Indagado sobre os temas de natureza moral combatidos na bancada evangélica – entre os quais os vinculados aos direitos da população LGBT e, mais recentemente, sobre os limites a exposições artísticas em museus --, o pastor classificou as ações como “cortinas de fumaça” dos parlamentares que empunham essas bandeiras.

“Não tenho dúvidas de que é uma cortina de fumaça, por exemplo, esse conflito que se busca estimular em relação à comunidade LGBT. Fazer isso é desempenhar um papel de teoria da conspiração em uma narrativa sobre uma suposta grande conspiração contra a família, quando, na realidade, tão grave ou mais que uma exposição artística são os juros cobrados no Brasil. Uma bancada realmente preocupada deveria estar muito mais preocupada com essa questão da economia que com assuntos pontuais de moralidade que acabam desviando a atenção dos problemas de segurança e de desemprego. Isso, sim, afeta de fato o dia a dia das pessoas”, opinou.

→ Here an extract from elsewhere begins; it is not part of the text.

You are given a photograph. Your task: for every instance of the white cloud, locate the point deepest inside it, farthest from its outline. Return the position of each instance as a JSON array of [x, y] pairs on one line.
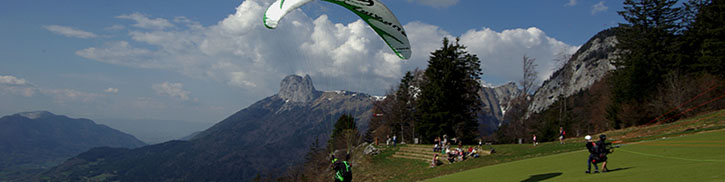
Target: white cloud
[[241, 52], [143, 21], [111, 90], [599, 7], [12, 80], [70, 32], [174, 90], [115, 27], [436, 3], [63, 96], [571, 3], [16, 86]]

O lançamento do manifesto “Reforma Brasil” acontece nesta terça às 20h no Templo da Catedral Evangélica de São Paulo, na região da Consolação, região central de São Paulo. Entidades do terceiro setor e organizações da sociedade civil organizada, como OAB (Ordem dos Advogados do Brasil) e Associação Comercial de São Paulo, serão chamadas a aderir à causa.